Wang was a former Mao bodyguard and until tonight ranked sixth in the party hierarchy, although his influence had clearly diminshed in the last year. p

Ji, a party technocrat, Wu, the former mayor of Peking, and Chen, the former Peking region military commander, appeared to be the three other Politburo members closest to Mao and least convinced by the need for Deng's pragmatic reforms. Another, apparently innocuous member of their group, model peasant Chen Yongsui, escaped the Politburo purge.

In place of Wang, the last man in the six-man standing committee that heads the party hierarchy, the Central Committee added two Deng proteges, Hu Yaobang and Zhao Ziyang.

Hu, perhaps Deng's closest associate in the party, was also given the even more critical post of general secretary of the newly restored party secretariat. The job has such strong historical echoes that it seems to all but name Hu as Deng's chosen successor.

Zhao, up to now the party chief in China's most populous province, Sichuan, reportedly has been brought to Peking to assume major responsibility for day-to-day work of the Chinese government, paralleling Hu's day-to-day party responsibilities as general secretary.

Hu, about 64, and Zhao, 61, represent a second generation of Chinese Communist leaders, groomed to take over from the men like Deng in their seventies and eighties who have run the country for the last 30 years. Their elevation raises questions about the future role of Hua Guofeng, Mao's chosen successor and the current holder of the top positions of party chairman, government premier and military commission chairman.

Hua, about 58, is even younger than Hu and Zhao. He has gained such prominence through a series of unusual overseas trips that his removal could prove embarrassing and politically difficult.

Hua has appeared content to serve so far as a front man for Deng's group, despite his lack of close personal and historical ties with them. The communique announced that a new party congress would be held before a 1982 deadline "in view of rapid changes in the domestic situation." Hua's status might be clarified then, or at a national people's congress scheduled for later this year.

Hu's promotion to general secretary of the party secretariat repeats almost to the last ideograph actions taken by the party committee in 1956, when Deng and Liu were in power.
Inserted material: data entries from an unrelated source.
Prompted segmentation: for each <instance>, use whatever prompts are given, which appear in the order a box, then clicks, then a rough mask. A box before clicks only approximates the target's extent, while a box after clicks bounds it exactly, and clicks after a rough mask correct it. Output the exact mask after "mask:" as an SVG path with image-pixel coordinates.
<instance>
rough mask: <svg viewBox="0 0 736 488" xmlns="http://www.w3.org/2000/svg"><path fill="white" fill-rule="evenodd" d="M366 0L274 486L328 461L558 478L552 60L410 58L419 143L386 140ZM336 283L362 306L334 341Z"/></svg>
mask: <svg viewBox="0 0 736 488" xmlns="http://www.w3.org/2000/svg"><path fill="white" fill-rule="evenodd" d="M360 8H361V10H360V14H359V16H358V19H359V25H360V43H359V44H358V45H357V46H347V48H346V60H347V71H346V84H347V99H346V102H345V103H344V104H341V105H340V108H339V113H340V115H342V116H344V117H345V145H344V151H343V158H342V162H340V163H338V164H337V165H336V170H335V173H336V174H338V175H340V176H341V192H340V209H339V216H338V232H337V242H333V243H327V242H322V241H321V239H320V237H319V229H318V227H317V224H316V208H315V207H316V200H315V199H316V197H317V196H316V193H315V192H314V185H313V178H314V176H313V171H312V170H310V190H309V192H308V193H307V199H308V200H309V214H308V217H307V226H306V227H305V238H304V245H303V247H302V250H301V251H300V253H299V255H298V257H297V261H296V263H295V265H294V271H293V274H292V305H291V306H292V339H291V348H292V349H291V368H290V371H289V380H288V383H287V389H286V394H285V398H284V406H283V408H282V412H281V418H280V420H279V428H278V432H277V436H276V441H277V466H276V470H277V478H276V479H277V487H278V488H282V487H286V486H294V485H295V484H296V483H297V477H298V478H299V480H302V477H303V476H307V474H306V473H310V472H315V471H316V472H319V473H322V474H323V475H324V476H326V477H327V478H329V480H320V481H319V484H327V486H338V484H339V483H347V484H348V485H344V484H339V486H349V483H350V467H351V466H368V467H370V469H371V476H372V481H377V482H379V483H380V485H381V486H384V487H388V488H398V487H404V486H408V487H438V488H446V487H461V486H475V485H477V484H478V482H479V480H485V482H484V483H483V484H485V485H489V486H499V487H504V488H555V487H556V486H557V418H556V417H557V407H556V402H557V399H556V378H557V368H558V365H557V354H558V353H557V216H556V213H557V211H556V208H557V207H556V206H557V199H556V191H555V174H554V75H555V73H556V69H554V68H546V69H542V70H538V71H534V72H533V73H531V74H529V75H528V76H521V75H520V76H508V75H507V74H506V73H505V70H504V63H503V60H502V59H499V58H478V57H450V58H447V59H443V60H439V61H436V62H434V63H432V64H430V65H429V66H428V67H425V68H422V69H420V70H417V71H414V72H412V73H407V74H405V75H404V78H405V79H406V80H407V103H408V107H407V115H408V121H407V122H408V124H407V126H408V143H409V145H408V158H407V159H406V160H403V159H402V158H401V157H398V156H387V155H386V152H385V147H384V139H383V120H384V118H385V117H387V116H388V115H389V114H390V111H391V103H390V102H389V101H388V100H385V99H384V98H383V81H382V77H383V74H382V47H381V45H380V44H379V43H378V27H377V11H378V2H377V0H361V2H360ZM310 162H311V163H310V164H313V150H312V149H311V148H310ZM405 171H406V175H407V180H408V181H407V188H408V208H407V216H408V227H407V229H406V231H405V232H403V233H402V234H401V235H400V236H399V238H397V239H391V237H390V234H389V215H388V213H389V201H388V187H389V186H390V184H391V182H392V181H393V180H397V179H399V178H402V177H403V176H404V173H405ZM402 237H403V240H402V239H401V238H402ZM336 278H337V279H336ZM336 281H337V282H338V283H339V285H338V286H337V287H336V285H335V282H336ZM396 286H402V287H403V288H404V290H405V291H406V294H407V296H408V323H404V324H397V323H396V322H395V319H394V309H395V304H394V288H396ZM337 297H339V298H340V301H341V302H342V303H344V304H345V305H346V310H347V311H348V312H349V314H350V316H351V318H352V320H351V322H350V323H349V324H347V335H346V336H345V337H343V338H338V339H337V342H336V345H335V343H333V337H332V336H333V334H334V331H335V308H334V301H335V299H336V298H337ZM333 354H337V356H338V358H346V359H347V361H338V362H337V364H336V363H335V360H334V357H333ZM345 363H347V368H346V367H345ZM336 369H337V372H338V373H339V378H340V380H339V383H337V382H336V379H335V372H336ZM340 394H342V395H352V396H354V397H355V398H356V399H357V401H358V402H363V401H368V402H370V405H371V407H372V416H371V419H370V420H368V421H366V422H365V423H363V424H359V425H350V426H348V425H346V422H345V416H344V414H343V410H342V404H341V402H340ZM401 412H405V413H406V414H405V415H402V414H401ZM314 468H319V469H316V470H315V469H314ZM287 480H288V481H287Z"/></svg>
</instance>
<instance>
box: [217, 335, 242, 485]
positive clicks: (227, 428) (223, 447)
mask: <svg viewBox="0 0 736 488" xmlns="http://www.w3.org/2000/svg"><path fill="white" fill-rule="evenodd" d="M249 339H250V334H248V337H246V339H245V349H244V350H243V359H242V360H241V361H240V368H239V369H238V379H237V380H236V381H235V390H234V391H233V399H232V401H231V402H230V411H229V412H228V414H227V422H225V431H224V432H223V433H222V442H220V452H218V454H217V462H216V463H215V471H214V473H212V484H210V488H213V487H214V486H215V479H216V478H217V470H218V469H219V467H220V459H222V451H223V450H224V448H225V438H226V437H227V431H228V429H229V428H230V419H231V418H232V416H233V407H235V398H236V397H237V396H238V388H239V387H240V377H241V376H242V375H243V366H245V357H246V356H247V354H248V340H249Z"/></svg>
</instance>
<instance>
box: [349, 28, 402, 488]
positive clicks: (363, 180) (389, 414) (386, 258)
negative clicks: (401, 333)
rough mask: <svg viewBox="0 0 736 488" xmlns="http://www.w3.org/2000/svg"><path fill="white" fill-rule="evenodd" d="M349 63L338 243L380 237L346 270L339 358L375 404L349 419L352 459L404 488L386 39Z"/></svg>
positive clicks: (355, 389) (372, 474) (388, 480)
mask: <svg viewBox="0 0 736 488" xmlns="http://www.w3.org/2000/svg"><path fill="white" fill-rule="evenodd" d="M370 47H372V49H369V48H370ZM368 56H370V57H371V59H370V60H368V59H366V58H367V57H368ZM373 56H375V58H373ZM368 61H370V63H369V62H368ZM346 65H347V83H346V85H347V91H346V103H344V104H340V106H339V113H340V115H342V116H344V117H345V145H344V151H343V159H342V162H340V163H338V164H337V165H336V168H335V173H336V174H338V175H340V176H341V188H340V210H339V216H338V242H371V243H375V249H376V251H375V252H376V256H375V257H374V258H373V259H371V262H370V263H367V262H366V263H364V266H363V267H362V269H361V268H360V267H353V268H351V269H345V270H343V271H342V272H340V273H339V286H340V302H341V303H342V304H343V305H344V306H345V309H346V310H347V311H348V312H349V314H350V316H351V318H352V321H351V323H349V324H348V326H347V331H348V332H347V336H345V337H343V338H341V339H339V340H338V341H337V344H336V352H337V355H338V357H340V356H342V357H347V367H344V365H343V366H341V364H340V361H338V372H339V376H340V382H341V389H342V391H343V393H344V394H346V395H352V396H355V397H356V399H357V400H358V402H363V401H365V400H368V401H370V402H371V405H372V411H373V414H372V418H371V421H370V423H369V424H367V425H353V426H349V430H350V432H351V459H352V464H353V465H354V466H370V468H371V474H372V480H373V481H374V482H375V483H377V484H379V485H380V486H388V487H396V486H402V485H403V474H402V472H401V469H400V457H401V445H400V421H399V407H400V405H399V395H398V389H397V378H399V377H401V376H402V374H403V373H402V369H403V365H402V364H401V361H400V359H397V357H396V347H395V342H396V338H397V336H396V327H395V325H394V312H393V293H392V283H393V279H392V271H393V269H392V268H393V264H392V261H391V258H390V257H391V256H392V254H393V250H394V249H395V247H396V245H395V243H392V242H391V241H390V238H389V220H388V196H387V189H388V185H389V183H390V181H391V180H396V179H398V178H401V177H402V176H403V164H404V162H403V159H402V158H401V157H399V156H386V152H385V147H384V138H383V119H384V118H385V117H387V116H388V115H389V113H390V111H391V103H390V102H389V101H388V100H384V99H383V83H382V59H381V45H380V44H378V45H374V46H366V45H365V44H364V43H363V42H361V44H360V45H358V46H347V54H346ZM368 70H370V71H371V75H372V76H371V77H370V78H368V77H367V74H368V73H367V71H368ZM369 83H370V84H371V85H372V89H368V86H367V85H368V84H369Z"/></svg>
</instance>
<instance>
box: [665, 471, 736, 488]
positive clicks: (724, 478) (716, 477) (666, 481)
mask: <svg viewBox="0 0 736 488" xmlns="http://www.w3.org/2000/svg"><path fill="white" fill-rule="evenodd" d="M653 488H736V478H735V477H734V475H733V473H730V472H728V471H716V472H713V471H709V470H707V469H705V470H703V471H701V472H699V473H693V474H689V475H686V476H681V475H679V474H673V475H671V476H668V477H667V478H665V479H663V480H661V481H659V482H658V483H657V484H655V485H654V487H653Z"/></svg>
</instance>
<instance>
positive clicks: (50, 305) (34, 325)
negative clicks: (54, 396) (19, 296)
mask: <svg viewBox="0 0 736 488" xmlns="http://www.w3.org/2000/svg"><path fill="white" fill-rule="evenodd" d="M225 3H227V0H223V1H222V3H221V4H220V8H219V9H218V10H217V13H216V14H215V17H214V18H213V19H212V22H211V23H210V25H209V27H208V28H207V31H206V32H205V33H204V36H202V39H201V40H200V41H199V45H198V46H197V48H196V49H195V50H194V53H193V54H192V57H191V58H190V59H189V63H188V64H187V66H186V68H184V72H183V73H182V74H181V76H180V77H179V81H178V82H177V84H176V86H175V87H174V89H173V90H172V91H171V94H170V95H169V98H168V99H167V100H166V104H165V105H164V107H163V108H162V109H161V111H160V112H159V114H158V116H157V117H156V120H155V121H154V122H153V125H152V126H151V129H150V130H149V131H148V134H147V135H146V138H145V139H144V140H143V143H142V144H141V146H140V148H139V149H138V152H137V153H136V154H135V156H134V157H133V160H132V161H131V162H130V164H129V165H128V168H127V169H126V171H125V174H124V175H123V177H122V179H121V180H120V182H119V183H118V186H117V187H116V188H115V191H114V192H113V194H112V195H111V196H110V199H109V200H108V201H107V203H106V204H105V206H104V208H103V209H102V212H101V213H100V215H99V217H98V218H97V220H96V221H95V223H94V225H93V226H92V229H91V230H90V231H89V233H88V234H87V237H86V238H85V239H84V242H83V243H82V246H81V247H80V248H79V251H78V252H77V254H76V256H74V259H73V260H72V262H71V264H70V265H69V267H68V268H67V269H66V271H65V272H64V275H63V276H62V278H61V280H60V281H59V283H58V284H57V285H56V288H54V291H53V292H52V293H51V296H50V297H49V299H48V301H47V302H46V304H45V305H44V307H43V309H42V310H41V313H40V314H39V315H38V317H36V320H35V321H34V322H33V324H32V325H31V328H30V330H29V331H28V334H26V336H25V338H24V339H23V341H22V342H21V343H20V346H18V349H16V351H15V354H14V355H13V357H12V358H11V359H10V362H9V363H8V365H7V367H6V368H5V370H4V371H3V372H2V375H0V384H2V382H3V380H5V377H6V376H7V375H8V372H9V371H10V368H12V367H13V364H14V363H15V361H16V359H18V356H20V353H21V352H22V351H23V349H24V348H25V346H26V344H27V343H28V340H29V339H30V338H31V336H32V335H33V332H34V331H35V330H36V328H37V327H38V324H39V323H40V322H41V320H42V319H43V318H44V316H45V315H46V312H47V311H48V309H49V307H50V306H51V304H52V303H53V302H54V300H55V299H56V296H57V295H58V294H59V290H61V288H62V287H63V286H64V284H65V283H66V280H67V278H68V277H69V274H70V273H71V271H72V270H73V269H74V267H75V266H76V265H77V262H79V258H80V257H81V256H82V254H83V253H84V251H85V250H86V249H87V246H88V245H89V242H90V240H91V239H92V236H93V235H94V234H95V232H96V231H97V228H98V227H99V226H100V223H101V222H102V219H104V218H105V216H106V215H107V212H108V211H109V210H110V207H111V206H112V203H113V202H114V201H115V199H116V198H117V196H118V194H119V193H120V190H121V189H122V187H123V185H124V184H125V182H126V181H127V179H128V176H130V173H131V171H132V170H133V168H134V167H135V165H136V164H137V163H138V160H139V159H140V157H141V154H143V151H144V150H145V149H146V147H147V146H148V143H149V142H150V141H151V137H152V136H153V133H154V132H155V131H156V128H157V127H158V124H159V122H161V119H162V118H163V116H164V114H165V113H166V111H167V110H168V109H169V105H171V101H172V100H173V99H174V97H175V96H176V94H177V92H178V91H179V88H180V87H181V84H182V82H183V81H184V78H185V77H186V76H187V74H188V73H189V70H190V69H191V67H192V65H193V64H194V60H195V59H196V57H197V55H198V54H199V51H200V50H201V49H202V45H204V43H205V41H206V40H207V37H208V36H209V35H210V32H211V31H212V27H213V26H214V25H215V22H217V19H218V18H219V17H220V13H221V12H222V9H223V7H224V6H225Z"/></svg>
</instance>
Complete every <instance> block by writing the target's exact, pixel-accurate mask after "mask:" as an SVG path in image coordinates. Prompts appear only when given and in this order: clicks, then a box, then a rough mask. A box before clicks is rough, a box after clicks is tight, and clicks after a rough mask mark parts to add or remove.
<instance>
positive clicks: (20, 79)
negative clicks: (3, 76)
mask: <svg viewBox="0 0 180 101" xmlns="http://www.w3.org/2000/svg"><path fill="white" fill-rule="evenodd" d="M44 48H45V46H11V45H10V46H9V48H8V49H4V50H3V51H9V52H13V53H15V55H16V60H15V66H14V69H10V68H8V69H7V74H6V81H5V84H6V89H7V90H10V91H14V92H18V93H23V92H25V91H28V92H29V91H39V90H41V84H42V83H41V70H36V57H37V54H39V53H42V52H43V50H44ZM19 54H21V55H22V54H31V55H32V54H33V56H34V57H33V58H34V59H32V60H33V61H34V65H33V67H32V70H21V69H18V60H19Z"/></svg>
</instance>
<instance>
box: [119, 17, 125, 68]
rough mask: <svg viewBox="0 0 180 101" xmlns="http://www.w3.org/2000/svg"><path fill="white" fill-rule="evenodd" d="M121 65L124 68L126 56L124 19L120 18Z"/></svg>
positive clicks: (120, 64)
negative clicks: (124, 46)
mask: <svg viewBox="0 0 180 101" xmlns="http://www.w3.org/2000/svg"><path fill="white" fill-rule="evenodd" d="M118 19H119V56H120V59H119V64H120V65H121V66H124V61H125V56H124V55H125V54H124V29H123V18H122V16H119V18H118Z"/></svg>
As such it is a blatant slap at Mao and assertion of Deng's personal influence.

In rehabilitating former president Liu, the party communique said it had decided to remove the labels of "renegade, traitor and scab" attached to Liu after his 1966 purge at the beginning of Mao's cultural Revolution.

"This was the biggest frame-up our party has ever known in its history and must be completely overturned," the communique said.

Mao, with the help of the them head of the Army. Lin Biao, launched an attack on Liu, Deng and other party veterans in 1966. Mao felt the party leadership was turning into a collection of uninspired technocrats wedded to their personal privileges and interested in motivating people only through capitalist-style material rewards rather than revolutionary fervor. Mao succeeded in removing thousands of top leaders, but left the government and economy in such turmoil that he reconsidered in the early 1970s, particularly after Lin allegedly tried to assassinate him. In 1973 Mao, urged on by then premier Chou Enlai, began to bring men such as Deng back into power.